I am satisfied with the relationship I had with the stakeholders

NA

3.3

I am satisfied with the relationship I had with the interested public

NA

3.4

I am satisfied with the procedures and methods that allowed input to project decisions

--

3.2

Note: The project team and stakeholder scores are based on the survey results of a 4.0 scale (4: strongly agree; 3: agree; 2: disagree; and 1: strongly disagree). 

 

Arnstein Questions Part 2

Stakeh.

Team

My relationship with the project team was best described as

--

NA

My relationship with the stakeholders was best described as

NA

2.5

My relationship with the interested public was best described as

NA

2.4

Note: The project team and stakeholder rankings are based on the survey results of a 4.0 scale (4: They allowed us to provide direction; 3: We established a partnership; 2: We established a consultation relationship; and 1: We established an informational relationship).
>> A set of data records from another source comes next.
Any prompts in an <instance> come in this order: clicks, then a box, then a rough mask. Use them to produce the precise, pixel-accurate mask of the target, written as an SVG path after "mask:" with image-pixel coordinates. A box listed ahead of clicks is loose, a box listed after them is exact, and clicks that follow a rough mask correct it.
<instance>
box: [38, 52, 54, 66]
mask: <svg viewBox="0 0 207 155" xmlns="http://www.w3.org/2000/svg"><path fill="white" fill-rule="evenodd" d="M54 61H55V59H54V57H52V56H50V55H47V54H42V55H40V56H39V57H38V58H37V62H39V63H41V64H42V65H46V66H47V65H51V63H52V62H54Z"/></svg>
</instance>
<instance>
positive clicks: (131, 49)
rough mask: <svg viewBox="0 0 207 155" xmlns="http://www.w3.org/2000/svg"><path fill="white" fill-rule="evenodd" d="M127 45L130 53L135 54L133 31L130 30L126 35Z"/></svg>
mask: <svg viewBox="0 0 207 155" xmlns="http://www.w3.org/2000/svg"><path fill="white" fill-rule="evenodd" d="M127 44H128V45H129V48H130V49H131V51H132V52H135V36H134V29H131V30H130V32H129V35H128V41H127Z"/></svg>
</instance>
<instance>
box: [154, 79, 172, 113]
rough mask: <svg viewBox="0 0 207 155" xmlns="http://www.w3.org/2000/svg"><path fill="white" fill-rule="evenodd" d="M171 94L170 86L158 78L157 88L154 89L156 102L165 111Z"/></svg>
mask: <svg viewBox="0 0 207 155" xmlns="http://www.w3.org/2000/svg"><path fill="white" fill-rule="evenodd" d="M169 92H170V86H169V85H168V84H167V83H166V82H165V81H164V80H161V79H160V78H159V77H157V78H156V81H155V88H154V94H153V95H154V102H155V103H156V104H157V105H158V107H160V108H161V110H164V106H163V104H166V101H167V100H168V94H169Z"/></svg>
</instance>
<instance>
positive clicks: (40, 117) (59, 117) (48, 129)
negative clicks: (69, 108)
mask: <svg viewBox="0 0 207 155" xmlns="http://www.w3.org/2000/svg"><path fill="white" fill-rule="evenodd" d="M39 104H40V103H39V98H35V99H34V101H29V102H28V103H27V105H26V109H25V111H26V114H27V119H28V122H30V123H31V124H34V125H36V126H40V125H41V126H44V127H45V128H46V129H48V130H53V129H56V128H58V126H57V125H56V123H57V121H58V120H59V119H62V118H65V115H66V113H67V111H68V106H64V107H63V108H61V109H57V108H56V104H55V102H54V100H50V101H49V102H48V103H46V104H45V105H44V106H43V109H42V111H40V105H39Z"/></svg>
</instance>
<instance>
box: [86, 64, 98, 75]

This section evaluates the relative view and perceptions between the stakeholders and the team to determine whether both have the same experience and level of satisfaction. However, in this case this was not possible due to the lack of stakeholder responses. The team showed high levels of satisfaction working with both stakeholders and public. The question on the level of relationship between team and stakeholders showed that team members viewed that relationship between consultation and partnership.

Overall Level of Success
This project demonstrated a successful application of CSS processes thorough the use of an interdisciplinary team, the establishment of an advisory committee, and continuous communication with the public and stakeholders. These efforts resulted in a in a shorter time for the project delivery and the development of a project that creates a lasting value for the community by providing an aesthetically pleasing corridor, maintains the historic character of the area, and improved pedestrian safety and opportunities.